I introduced myself to Ian Anthony Dale, who I’d never met in person, but interviewed over the phone and we talked for a few minutes about my fear that his character was going to be killed off after Adam proposed to Kono this last season.

“Well, I’m glad that didn’t happen! You never know with any show,” said Dale. As we finished our short conversation, Christopher Sean came by and I got the two to pose for a picture. Sean plays baddie Gabriel Waincroft and seemed to already be in costume, dressed in work pants and a uniform shirt with a Trans Hawaiian Parcel name patch. I asked him if his shirt was a spoiler for the season opener. He smiled knowingly, yet didn’t confirm nor deny.

“It’s going to be great,” he shared. “Just wait and see.”

I got to say a quick hello to Teilor Grubbs, who said she will start ninth grade this fall. Dennis Chun calls her “Little T” in contrast to Taylor Wily, who is “Big T.” (Wily, unfortunately, did not attend the blessing.)

Once Chi McBride and Daniel Dae Kim arrived, joining Jorge Garcia and the rest of the cast, everyone was asked to move to a staging area the crew had set up with a great view of the sunrise and mountains. O’Loughlin and executive producers Jeff Downer, Bryan Spicer and Peter Lenkov were asked by Kahu Kordell Kekoa to hold a maile lei during his short prayer and blessing of the sixth season.

Kekoa (who fans may recognize as the same Kahu who married Chin and Malia and who also conducted the ceremony to scatter Malia’s ashes) talked about the Hawaiian word for the number six, ʻeono. Kekoa focused on the word “ʻono” meaning delicious.

“We really want this season to be delicious,” said Kekoa. During the ceremony, he had the four men untwine the maile lei like an “umbilical cord, bringing life to a baby, and this is our baby. We’re bringing life to the sixth season.”

Kekoa did a traditional prayer to ke akua (the Hawaiian word for God) and used Hawaiian salt, water and a kī leaf to purify and bless the cast and crew. The blessing is always a smart way to start any season, as it chases away any negative mana (spirit) and sets the basis for a pono (goodness, correct or proper) season.

Dusty even seemed to get involved in the ceremony, as she stayed near O’Loughlin and at some moments followed Kekoa as he blessed the four men and the maile. After the maile was untwined, everyone either moved on to have breakfast or stuck around to visit and catch up with other members of the crew.

After the ceremony, Grace Park arrived and shared a sweet moment with on-screen cousin Daniel Dae Kim.

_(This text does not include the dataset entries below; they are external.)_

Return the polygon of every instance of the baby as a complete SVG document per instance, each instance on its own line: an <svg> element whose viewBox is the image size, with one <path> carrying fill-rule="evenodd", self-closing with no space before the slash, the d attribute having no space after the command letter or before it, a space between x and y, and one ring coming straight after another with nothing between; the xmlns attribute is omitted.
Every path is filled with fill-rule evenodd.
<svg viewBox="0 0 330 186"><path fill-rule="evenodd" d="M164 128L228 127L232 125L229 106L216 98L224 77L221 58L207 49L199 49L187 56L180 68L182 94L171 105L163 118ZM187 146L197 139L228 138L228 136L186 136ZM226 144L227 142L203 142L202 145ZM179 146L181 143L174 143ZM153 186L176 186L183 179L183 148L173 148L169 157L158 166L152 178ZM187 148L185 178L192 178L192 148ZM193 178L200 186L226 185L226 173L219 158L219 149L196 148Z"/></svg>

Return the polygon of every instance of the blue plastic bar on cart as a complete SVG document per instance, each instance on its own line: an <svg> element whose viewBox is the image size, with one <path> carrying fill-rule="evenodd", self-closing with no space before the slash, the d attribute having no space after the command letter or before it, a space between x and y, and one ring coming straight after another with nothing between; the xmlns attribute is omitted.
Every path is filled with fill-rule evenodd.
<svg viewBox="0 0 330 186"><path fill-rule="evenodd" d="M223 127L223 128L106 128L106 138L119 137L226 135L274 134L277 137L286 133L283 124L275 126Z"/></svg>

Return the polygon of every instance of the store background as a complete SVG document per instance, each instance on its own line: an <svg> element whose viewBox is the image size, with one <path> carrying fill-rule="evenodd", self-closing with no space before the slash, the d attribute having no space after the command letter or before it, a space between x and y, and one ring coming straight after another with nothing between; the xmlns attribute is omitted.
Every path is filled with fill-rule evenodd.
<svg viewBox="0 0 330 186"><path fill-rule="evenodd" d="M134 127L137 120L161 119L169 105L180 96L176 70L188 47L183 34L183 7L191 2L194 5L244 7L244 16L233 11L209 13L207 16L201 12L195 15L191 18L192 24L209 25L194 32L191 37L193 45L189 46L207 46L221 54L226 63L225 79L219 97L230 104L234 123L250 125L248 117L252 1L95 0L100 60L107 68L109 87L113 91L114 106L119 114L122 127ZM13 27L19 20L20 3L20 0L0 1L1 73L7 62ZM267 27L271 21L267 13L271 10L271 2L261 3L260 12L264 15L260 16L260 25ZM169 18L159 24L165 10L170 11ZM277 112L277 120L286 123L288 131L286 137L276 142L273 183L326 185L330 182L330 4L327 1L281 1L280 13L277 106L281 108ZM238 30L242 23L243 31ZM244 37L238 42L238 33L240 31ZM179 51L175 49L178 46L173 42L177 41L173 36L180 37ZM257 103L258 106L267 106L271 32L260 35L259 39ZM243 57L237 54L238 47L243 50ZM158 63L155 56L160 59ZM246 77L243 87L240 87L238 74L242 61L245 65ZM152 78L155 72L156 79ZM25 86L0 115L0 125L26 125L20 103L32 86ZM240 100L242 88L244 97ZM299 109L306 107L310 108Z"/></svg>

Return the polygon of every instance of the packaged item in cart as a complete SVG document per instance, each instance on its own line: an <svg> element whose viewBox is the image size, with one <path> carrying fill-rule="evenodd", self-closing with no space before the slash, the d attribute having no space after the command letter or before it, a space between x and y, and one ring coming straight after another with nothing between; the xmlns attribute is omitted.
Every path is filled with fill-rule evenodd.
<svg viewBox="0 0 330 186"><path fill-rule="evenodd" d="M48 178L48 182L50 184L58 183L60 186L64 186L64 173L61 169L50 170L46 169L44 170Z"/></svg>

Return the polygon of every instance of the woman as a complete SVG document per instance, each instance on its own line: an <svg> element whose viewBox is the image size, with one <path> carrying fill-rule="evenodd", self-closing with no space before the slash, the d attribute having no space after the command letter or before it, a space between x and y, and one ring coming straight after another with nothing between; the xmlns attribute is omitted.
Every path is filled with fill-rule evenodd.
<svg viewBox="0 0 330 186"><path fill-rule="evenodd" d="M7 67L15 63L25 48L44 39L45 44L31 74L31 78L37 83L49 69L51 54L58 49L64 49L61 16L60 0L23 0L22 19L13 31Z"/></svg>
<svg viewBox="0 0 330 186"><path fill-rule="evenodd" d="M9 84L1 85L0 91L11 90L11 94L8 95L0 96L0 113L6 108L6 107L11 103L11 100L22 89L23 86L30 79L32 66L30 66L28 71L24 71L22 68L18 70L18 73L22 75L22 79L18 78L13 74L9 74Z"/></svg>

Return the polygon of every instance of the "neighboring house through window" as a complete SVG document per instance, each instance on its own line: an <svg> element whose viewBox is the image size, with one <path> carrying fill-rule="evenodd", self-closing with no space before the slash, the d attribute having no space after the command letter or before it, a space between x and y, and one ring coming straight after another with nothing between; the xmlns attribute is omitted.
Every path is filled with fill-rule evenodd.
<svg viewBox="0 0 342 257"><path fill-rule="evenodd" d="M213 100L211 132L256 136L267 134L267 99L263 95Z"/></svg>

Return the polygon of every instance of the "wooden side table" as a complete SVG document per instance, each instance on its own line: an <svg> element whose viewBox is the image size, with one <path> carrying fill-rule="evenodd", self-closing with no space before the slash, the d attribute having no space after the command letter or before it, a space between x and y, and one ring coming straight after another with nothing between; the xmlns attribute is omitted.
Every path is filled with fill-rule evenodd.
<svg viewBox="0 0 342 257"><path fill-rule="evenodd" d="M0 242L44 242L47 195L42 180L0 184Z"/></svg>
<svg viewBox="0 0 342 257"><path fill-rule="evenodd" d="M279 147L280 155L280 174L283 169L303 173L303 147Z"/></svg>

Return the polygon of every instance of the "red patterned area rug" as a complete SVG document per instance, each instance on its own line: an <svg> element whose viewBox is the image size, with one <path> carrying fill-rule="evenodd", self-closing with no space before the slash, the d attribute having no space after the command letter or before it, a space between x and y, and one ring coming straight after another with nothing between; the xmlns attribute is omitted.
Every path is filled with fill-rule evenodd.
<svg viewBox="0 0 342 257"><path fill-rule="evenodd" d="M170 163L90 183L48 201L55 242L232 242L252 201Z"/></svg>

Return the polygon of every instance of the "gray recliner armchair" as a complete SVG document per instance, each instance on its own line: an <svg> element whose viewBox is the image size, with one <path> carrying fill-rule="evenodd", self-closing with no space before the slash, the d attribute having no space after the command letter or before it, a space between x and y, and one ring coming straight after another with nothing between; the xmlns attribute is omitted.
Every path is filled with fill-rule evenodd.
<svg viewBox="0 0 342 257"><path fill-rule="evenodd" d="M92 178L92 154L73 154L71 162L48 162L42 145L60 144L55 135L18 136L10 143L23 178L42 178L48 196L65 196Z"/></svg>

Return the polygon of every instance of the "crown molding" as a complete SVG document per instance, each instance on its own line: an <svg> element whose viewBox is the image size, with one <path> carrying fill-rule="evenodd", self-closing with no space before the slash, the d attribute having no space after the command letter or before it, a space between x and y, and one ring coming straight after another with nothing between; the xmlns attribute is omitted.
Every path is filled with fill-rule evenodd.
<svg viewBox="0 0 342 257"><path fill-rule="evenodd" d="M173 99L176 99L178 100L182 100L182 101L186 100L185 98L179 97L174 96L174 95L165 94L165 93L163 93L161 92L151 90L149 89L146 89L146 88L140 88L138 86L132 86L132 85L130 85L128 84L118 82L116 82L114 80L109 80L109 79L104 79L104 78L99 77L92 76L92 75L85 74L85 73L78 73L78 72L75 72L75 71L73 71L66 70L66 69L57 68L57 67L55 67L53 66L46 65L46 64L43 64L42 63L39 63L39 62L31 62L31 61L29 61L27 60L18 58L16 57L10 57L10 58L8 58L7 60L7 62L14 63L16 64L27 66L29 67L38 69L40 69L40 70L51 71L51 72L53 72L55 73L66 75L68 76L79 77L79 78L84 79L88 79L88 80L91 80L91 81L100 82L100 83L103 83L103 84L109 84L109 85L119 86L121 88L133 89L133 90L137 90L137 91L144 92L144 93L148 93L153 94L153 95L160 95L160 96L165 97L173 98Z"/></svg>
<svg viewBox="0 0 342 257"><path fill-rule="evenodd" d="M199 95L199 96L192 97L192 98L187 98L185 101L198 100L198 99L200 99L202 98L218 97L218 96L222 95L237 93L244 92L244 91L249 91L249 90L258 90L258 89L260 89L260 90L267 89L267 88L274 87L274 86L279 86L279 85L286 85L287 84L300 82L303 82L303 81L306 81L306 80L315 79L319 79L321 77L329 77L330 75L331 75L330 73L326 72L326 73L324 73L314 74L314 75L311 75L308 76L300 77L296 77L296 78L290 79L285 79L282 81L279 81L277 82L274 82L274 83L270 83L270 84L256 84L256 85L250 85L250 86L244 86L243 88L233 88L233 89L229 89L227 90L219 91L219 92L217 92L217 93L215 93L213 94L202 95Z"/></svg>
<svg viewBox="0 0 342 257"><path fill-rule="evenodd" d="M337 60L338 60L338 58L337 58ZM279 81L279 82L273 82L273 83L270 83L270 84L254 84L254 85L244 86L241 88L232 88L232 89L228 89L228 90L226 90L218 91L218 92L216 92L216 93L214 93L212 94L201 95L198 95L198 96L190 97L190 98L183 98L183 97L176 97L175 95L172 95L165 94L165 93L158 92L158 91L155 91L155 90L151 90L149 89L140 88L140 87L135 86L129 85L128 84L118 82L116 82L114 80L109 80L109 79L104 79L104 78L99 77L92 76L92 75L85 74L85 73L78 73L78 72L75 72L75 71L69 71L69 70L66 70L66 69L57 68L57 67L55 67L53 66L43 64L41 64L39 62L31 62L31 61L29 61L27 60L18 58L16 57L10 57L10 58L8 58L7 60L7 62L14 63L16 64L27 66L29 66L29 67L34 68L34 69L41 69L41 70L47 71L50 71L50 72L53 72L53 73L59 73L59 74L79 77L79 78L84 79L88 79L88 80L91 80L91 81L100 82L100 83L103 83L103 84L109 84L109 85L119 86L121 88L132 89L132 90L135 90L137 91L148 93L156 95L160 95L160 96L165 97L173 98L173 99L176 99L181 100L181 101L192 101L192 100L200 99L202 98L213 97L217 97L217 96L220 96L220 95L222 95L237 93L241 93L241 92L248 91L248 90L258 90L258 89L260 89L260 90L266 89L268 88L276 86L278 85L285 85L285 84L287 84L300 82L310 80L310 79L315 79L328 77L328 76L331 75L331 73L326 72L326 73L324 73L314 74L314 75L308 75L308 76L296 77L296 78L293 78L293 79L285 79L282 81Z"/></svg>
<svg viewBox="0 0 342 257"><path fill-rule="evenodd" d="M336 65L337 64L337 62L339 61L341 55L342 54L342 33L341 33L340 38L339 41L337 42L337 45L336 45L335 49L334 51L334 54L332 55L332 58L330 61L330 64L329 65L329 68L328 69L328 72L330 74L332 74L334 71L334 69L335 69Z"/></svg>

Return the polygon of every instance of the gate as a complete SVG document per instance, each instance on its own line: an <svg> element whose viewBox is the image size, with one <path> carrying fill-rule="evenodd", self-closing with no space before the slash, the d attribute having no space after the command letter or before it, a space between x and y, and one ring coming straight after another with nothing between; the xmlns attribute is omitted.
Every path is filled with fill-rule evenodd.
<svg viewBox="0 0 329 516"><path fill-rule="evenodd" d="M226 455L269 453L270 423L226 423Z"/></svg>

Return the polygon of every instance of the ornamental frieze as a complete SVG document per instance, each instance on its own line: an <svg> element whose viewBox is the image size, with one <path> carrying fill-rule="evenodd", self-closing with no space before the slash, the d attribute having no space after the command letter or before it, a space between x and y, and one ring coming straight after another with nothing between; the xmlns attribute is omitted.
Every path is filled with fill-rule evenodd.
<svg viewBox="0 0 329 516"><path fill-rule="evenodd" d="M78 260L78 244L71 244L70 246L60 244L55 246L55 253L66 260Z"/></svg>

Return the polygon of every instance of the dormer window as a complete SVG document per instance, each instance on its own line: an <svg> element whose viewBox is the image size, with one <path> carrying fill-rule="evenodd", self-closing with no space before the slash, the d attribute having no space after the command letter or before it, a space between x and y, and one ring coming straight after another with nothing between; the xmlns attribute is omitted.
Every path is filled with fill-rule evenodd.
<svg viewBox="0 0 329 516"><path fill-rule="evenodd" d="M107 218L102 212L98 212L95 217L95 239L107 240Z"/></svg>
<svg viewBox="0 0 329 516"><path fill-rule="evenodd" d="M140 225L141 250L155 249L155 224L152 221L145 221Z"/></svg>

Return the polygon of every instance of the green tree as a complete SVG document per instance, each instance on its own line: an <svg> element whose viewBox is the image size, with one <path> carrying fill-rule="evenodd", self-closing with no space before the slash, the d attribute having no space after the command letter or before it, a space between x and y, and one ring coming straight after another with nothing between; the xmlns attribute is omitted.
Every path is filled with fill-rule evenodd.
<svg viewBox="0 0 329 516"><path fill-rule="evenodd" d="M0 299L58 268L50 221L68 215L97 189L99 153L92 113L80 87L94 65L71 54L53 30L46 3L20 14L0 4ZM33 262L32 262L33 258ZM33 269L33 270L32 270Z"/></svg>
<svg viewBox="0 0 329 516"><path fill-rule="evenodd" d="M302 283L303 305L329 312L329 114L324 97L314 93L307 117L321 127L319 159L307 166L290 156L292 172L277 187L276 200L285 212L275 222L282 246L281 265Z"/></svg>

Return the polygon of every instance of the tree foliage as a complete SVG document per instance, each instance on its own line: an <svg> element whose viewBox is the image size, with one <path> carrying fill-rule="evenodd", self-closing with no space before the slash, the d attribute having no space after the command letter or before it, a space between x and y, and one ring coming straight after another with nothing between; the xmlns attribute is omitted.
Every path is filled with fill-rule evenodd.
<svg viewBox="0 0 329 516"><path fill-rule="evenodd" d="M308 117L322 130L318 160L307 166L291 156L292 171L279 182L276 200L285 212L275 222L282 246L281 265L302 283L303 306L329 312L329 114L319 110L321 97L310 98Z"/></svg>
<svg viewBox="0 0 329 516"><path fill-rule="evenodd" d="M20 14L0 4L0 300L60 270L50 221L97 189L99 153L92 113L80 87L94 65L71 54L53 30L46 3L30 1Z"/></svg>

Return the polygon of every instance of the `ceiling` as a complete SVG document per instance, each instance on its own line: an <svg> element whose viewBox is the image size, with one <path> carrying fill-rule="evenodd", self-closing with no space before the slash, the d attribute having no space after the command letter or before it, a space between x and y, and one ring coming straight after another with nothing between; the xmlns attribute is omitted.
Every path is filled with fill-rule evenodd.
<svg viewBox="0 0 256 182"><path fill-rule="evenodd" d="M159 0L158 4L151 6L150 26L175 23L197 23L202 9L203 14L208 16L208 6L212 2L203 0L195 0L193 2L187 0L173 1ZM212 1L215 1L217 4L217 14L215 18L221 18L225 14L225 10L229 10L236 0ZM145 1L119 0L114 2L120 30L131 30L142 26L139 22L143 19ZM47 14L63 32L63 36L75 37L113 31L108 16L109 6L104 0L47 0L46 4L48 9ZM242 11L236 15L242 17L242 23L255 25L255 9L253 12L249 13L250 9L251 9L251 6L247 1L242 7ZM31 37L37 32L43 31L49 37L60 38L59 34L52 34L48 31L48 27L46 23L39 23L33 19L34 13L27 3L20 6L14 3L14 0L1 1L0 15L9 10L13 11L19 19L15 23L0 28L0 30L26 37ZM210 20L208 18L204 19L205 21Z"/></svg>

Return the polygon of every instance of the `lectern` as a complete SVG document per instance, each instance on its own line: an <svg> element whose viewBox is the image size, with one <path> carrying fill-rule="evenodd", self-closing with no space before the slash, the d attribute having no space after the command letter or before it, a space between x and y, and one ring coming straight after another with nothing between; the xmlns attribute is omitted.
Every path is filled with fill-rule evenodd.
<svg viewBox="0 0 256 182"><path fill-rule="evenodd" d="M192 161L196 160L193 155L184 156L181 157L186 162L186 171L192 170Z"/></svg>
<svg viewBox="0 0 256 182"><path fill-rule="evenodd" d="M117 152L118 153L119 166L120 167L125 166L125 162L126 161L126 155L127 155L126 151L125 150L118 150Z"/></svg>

She also looked really relaxed and refreshed and stopped to speak to reporters after talking with other crew members.

I got a chance to talk with Garcia and told him how happy I was he was on “Hawaii Five-0,” since I was a huge fan of his last show, “Alcatraz” (which was written and created in part by current “Five-0” writers Steven Lilien and Bryan Wynbrandt). We spent a few moments talking about the positive fan reaction to him being the show and how much he appreciated the Hawaiian blessing.

Soon everyone started to move toward trailers and onto shuttles, heading to film that day in a nearby Portlock home. I talked with Chun before I left about an email from Robin Freeman Bernstein, daughter of “Hawaii Five-0” creator Leonard Freeman, who wished “the entire cast, crew, and fans, a very successful season.”

I suppose “Hawaii Five-0” really understands tradition as it was set by Leonard Freeman. Congratulations to a cast and crew who have really embraced a tradition that seems to matter and helps them start off a new season on a positive note.

REDUX SIDE NOTE

CBS had no news of a possible sixth “Sunset on the Beach,” but the network continues with Friday repeats. Friday’s episode is the action-packed “Ua ʻaihue” (“Stolen”), where Kono and Chin go undercover in some James Bond-style threads to catch an art thief.